One very strange thing about this recipe is that Blumenthal's recipes usually start from scratch on everything, including baking your own buns and perhaps even constructing your own oven for the job. In this case, he just asks you to buy the pancakes. Ironically the only place I know that sells these pancakes in Lethbridge actually ran out, so I had to make them myself. At the end they were perhaps a few mm thicker than they should be, but the texture was right.
Here is what the pancakes look like just before I wrapped it up.
The second course was some duck breast that had been brined and then poached slowly in a duck stock (more on this later). It came out as I expected: tender and very flavorful.
The third course was a duck consomme with tofu. I did not follow the "consomme with dumpling" recipe in the book: somehow I thought tofu was more what I mentally expect from such a soup. To make the consomme, I first made a double stock with duck bones, chicken wings, and pork bones.
This was done in a pressure cooker so it was extremely cloudy. The next part of the recipe calls for ice filtration: freezing the stock and slowly melting it in the fridge so that the gelatin would trap all impurities.
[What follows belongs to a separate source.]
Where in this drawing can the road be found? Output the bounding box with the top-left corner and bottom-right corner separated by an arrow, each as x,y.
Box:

This was supposed to take 24 hours, but after 12 hours not a single drop has come out. I took it out of the fridge for another 3 hours. Nothing. It was clear that perhaps I put in too much gelatin. I then put it next to a space heater and finally it started to drip. As expected, absolutely clear and flavorful liquid started to come out. Unfortunately there was definitely too much gelatin and I only managed to get a few tbsp after 1.5 hours from 1.5L of stock! Then disaster struck: the gelatin was melting too fast and dripped down, and everything was cloudy again.
At that point I gave up and decided to clarify the stock with the classical technique: simmering with egg white, aromatics, lean ground meat. That did the trick. The stock was then seasoned and tofu was added for a very flavorful consomme.
Last course was stir fry with leg meat. Again I deviated from the recipe. I poached the legs instead of making a confit---confit is not really a Chinese technique, and I was poaching the breast anyway. The duck meat was then chopped into small bits. I added bamboo shoot, water chestnuts, shiitake mushrooms, and straw mushrooms. A touch of oyster sauce and sesame oil were added as well. Everything was then wrapped in large lettuce leaves.
Overall, it was a lot of work and perhaps it's easier to just go and order from restaurant. But it was definitely fun to do it yourself and the result was actually better: especially the soup. I will have to try ice filtration some other day.